Here were the issues then, as they are now:
JUNK CARS
Listen to this from the News Leader of February 14, 1985, and the Citizen of the same date. The council voted to get tough on junk cars "immediately" by writing letters to offenders and giving them ten days to clean up or to be summoned to city court. The city attorney said that, after all, it was not as if it were a "surprise", since the ordinance on junk cars had been on the books since 1977!
The attorney said that dealers were required to erect fences or shrubbery to hide their junk cars.
Indeed!!
QUICK TURNAROUND AT THE COUNCIL
Think the council did a quick about face recently when it set working hours from 8 to 5, then two weeks later decided to let the city manager (who was the target of the earlier action) set working hours for city employees? Listen to this:
In March of 1986, the council voted to deny a wine license for the convenience store being built at the corner of Church Street and Old Elbert Road, near the Church of God.

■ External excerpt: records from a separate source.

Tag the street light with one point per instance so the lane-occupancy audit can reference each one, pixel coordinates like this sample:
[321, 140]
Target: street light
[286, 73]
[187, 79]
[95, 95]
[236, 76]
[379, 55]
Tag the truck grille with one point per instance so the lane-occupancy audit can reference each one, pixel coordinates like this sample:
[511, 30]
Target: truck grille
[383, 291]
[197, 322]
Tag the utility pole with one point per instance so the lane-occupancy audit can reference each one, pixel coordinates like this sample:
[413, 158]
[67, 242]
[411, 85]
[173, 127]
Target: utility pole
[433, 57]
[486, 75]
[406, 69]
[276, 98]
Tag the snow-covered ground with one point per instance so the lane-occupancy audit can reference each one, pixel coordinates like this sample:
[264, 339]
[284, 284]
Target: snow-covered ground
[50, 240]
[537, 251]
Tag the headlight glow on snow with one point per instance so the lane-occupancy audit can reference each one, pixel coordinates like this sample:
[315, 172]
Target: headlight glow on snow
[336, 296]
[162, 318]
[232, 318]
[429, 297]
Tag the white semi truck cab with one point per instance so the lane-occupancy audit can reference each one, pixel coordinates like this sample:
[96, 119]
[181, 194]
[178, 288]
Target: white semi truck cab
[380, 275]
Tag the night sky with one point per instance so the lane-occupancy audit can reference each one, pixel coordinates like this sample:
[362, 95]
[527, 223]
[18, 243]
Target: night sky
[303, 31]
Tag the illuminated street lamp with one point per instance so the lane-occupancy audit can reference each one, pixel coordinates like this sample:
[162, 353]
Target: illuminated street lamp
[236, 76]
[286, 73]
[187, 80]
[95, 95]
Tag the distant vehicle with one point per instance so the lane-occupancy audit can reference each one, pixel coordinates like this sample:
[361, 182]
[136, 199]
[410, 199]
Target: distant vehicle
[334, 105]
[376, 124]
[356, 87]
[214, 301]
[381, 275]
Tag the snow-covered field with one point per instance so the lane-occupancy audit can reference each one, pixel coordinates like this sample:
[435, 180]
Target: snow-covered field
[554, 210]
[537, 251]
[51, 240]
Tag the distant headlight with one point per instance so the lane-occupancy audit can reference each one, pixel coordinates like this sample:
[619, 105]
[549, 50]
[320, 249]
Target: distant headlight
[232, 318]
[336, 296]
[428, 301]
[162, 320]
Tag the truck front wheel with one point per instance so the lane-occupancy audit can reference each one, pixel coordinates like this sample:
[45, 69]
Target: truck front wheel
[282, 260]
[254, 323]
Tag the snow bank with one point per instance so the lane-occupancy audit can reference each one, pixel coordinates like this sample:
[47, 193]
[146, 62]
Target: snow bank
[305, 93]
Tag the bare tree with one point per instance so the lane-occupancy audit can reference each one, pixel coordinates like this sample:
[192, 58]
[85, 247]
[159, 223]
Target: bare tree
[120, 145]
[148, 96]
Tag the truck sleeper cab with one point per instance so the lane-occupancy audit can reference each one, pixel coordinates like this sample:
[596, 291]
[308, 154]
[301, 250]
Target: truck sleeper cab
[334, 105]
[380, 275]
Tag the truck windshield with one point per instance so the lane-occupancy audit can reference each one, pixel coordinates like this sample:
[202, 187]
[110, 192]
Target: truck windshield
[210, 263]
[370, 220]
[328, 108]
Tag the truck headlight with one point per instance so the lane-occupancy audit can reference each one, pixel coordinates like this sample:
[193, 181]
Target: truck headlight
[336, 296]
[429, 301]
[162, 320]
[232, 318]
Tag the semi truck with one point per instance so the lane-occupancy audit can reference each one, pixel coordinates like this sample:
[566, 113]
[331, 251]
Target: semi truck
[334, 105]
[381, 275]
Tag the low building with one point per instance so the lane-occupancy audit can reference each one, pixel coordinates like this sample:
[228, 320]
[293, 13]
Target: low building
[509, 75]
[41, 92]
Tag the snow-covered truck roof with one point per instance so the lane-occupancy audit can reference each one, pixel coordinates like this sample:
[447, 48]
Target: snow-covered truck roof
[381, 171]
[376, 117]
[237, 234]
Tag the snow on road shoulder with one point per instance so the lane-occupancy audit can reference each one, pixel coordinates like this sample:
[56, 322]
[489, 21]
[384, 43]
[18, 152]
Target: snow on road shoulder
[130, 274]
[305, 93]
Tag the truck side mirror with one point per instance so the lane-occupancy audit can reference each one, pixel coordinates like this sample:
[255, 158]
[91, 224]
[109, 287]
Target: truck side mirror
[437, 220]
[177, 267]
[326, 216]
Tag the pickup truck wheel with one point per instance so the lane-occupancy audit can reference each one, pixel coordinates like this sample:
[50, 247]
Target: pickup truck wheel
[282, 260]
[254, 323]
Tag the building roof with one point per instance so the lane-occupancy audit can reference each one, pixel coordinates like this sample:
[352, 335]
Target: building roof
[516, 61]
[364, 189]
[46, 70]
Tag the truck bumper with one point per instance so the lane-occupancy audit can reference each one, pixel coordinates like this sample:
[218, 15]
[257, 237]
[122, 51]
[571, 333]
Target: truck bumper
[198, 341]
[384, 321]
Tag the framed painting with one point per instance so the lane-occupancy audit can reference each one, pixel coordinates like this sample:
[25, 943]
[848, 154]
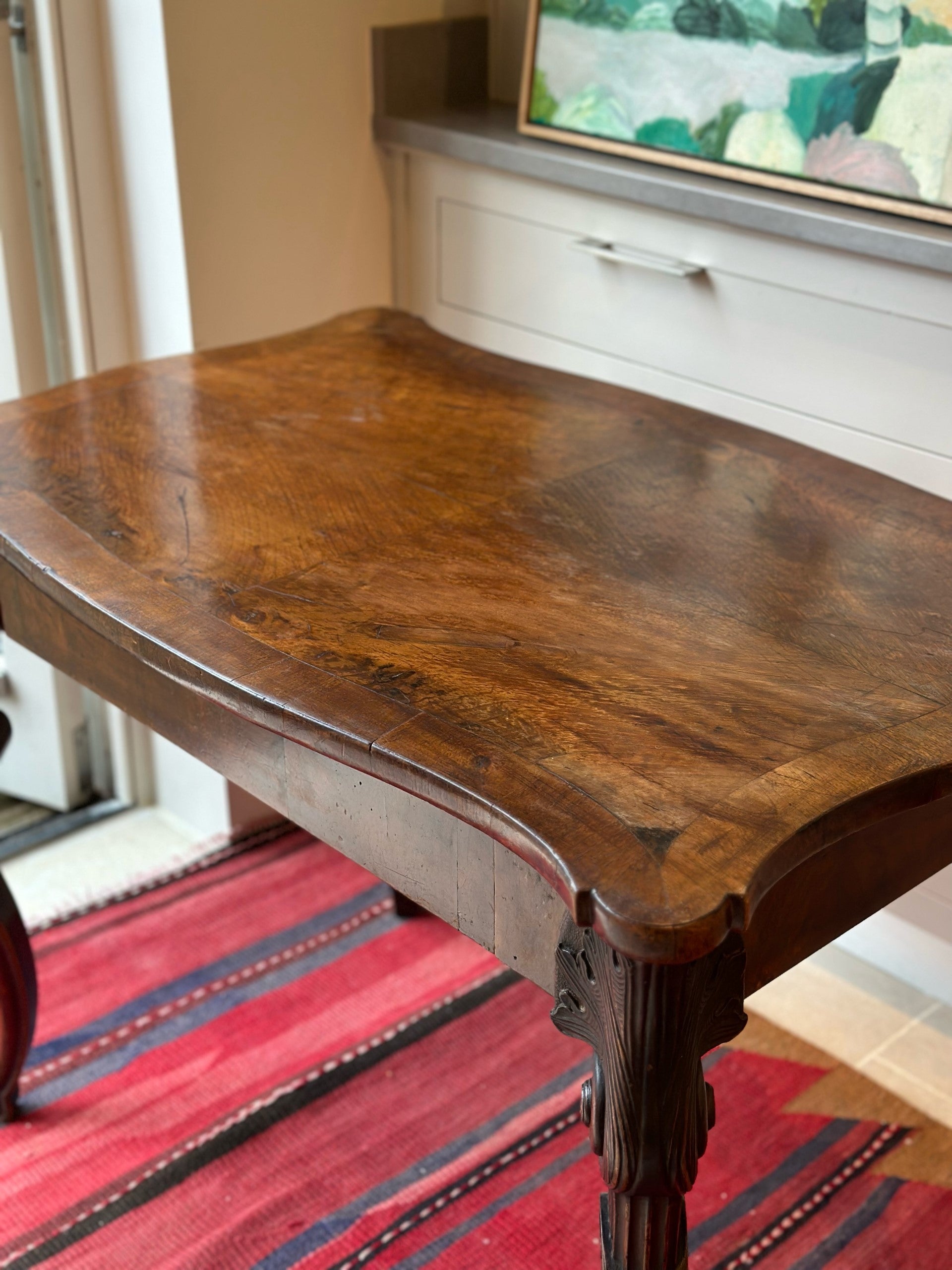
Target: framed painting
[842, 99]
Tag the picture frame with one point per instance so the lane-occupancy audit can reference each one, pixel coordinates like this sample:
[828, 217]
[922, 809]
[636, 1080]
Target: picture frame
[530, 123]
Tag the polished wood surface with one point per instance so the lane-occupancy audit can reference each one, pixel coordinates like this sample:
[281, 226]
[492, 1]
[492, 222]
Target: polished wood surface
[669, 661]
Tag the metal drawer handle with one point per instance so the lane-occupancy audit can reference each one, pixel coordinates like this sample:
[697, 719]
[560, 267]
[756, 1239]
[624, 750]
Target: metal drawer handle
[640, 259]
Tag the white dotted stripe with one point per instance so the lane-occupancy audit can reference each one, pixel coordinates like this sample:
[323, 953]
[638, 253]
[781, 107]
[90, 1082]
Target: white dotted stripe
[258, 1104]
[44, 1072]
[218, 853]
[460, 1189]
[821, 1196]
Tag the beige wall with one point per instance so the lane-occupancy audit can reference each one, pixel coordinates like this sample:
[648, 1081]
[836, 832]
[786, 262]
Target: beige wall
[16, 237]
[284, 194]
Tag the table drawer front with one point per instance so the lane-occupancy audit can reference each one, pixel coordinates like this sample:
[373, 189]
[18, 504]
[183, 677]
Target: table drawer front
[878, 371]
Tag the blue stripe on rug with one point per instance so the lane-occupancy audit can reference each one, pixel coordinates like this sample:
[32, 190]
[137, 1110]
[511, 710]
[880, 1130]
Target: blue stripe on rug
[336, 1225]
[761, 1191]
[869, 1213]
[212, 1008]
[160, 996]
[473, 1223]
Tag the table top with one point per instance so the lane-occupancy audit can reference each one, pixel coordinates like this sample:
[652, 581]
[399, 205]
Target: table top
[663, 657]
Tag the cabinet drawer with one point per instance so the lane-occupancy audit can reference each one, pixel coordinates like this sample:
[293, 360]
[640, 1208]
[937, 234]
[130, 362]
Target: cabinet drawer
[731, 328]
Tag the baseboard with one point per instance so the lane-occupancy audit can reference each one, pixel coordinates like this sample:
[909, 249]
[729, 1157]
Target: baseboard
[904, 951]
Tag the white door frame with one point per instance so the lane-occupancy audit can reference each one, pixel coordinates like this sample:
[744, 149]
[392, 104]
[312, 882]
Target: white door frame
[114, 190]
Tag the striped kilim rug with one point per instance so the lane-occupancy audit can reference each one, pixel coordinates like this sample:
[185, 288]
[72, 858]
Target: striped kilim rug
[261, 1065]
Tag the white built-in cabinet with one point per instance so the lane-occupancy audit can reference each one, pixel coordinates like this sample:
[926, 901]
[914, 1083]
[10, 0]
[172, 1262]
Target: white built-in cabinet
[842, 352]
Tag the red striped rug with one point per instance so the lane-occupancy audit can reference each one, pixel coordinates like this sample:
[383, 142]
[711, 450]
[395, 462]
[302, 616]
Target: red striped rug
[259, 1065]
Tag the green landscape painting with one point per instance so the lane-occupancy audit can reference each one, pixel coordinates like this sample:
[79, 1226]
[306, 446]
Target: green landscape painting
[852, 93]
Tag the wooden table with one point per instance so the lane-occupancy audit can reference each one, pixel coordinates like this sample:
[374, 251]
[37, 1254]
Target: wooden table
[651, 704]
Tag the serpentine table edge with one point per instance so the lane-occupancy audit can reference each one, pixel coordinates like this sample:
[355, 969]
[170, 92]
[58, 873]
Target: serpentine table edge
[648, 937]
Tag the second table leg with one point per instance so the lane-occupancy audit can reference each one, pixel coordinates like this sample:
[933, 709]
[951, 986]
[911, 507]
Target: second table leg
[648, 1105]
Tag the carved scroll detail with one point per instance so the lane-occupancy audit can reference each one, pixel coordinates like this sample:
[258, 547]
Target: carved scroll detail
[648, 1105]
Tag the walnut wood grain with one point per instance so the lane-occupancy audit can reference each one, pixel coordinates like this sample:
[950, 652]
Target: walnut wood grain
[665, 659]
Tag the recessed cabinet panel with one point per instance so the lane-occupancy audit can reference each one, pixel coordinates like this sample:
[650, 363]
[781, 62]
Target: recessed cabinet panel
[869, 369]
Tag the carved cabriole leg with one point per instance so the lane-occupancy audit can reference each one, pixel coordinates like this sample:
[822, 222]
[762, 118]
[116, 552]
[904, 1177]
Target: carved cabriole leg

The City attorney advised them that they were on shaky legal grounds. Nevertheless, the Mayor broke a 3-3 tie and voted against the license. Two or three days later, he called a special meeting, admitted he goofed, and reversed his vote.
CLEANUP AND GROW
In February of 1985, the council voiced concern about a deteriorating building downtown. The city attorney was instructed by the council to give the owner sixty days to fix it up. Meanwhile, the two owners decided to sell. (The only difference today is that if the council took such strong action...which they won't.....the owners would refuse to sell,)
And in January of 1985, the city voted to spend an estimated $1,506.62 for a marketing study to see what could be done to revitalize downtown. Obviously, it didn't work.
DOGS, DOGS, DOGS
In February, 1985, deteriorating buildings were not the only matter of concern with the city council. Seems that back in olden times, dogs were allowed to wander at will around the streets of Royston. The council was about to take action on the stray dog problem when one astute councilman jumped in. Not so fast, he warned.
The Franklin County Citizen quoted the zealous councilman, "I think we need to use common sense. There's some of these dogs running around here that probably are good dogs. You usually can distinguish (the good dogs from the strays). These old stray dogs is what we need to work on first and try to talk to (the owners of the good dogs) about these things---just not go out there and start grabbing up dogs."
The Citizen reported that the councilman was then charged by the full council to go down to Elberton to see how they were handling stray dogs.
Now the truth is out!! If there is a stray dog problem in Royston today, it's not the council's fault. It's Elberton's! They showed us how.
Alas, Royston is perhaps one of the few places that Rip Van Winkle, were he alive today, could take a twenty-year nap, wake up, and find that nothing had changed.